Darling will tell the Confederation of British Industry annual dinner that no one sector will lose out because of a Treasury review into taxation of companies' overseas profits and that the government is committed to a competitive tax regime.

He will also probably outline how the government is tackling the economic slowdown and credit crunch as Britons get increasingly worried about their well-being in the face of soaring household bills and falling house prices.

A new opinion poll published in the Guardian on Tuesday showed the ruling Labour Party 14 points behind the opposition Conservatives - the worst in more than 20 years.

Labour was pushed into third place in local elections this month and risks losing a safe parliamentary seat this Thursday in a contest triggered by the death of the sitting member, raising more doubts about whether Gordon Brown will continue as Prime Minister.

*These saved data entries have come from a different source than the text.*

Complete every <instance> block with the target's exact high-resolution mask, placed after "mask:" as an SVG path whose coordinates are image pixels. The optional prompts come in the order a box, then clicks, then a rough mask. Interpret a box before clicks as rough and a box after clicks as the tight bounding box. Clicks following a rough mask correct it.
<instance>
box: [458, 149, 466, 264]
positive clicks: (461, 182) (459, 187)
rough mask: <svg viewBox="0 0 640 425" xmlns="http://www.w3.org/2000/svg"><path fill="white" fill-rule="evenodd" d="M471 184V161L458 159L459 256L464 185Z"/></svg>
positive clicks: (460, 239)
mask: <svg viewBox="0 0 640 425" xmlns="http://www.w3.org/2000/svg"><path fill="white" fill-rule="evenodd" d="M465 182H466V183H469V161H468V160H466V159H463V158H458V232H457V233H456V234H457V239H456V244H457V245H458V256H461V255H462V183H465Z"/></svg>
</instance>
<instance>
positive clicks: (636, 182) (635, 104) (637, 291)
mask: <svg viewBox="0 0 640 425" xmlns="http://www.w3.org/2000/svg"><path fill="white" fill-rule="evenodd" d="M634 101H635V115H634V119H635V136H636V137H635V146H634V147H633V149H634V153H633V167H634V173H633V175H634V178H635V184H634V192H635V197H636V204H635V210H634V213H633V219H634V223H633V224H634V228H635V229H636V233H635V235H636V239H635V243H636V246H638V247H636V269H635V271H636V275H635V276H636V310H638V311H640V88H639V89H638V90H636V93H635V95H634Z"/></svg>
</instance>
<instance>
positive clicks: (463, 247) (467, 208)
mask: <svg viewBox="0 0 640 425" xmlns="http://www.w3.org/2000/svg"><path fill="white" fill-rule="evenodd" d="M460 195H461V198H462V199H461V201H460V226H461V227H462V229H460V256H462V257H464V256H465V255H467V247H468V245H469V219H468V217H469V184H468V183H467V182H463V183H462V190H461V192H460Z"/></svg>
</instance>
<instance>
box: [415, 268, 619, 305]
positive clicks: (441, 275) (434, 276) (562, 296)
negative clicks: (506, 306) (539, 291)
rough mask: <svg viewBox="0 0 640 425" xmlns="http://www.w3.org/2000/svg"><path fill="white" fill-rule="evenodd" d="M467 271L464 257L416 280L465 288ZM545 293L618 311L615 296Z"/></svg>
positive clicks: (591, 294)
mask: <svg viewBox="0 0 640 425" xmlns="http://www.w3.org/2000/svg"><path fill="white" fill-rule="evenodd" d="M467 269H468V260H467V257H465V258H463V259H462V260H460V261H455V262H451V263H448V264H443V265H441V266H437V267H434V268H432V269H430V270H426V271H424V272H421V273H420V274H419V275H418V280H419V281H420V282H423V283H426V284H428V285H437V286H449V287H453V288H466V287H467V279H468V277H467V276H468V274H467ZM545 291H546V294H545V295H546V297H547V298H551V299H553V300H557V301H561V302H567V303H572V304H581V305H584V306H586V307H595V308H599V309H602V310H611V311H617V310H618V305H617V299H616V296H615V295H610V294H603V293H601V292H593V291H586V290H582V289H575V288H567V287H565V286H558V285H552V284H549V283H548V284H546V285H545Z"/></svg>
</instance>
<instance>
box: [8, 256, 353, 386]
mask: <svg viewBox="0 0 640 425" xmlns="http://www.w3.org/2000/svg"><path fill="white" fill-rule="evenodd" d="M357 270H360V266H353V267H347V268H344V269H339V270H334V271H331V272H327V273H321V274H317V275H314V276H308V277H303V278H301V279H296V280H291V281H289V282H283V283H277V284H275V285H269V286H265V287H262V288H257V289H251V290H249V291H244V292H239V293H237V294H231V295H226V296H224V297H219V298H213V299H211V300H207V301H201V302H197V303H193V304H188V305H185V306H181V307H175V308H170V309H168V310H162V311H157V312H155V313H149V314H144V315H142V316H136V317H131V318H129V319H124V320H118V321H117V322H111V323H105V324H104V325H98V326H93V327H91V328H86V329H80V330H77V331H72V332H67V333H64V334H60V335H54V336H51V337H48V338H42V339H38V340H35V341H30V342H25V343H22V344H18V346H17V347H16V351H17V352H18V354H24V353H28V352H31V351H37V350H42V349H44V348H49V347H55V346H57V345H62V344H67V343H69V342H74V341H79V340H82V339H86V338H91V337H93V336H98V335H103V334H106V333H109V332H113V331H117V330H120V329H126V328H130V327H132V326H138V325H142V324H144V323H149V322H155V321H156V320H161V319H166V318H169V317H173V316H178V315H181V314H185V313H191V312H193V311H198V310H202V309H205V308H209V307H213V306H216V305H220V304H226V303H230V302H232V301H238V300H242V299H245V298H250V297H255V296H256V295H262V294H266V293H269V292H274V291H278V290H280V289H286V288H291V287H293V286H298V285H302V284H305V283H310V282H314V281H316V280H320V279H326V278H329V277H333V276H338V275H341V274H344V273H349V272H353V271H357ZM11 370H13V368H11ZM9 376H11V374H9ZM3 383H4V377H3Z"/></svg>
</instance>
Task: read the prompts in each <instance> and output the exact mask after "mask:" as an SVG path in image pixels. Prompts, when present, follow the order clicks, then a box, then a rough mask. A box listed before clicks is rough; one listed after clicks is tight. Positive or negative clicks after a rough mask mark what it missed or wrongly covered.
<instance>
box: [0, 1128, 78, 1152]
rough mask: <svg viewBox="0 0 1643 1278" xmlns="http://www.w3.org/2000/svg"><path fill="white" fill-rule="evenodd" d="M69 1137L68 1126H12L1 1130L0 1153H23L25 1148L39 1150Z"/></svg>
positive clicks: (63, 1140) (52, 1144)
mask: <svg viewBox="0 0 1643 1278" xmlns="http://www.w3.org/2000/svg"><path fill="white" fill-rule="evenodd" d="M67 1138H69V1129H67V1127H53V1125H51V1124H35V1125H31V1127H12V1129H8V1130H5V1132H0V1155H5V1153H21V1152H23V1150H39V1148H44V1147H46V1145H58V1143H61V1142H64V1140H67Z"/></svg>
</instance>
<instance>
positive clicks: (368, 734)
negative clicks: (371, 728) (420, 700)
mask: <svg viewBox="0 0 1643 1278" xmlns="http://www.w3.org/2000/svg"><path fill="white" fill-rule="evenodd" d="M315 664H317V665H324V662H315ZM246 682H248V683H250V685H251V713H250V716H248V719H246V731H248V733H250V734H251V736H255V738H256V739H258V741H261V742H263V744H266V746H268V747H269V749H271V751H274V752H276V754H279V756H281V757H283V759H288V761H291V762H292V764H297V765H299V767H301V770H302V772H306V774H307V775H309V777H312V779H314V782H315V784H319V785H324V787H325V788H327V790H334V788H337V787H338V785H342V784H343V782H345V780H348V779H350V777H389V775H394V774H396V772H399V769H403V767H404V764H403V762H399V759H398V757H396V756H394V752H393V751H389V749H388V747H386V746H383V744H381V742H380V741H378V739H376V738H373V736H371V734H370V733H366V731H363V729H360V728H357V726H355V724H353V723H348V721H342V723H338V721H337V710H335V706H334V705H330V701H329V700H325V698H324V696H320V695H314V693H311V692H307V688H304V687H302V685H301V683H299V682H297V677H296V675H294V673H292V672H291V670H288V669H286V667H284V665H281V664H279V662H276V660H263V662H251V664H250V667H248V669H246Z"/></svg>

Emboldened by the government's weakness, business has been upping the rhetoric on the need for lower, simpler taxes. Several high-profile companies, including Shire Pharmaceuticals and United Business Media, have already announced they will move out of Britain to Ireland to pay less tax.

"What business wants from the system of corporate taxation in Britain is clarity, certainty and competitiveness," said Martin Broughton, CBI President Martin Broughton will tell Darling at the dinner. "What we are getting is cost, complexity, and capriciousness."

"We now have a tax system which makes it harder for both British and foreign firms to justify investing in Britain."

The opposition Conservatives on Monday repeated they wanted to cut taxes and reduce government borrowing, but offered no detail on how this could be achieved given that they remain committed to maintaining Labour's spending totals.

OVERSEAS PROFITS

Darling has already been pushed into making several concessions over the last year. Most dramatically, he cut taxes for 22 million people last week to quell anger over the scrapping of a 10 percent tax band.

One area of debate at present is a Treasury review of companies' foreign profits due to appear by the summer.

Business has welcomed Treasury proposals last year to make foreign dividends tax-exempt but is concerned that the fine print of the document showed measures extending the net to intellectual property held offshore.

A Treasury spokesman said that the intellectual property tax regime was one area currently being looked at.

Darling has set up a multinational advisory group to look at the business tax regime, with a mixture of private sector leaders and economists on board.

One member of that forum, Oxford University Professor Michael Devereux, has said more companies may leave British shores because of more attractive tax regimes elsewhere -- such as Ireland.

CBI director-general Richard Lambert and representatives from major companies such as HSBC bank and Rolls Royce are also on the committee.

Darling will extend his charm offensive to a board meeting of the Association of British Insurers on Wednesday - the first time a Chancellor of the Exchequer has done so - with tax, financial stability, climate change and savings on the agenda.

"Clearly, it is timely given the economic and political circumstances," an ABI spokesman said.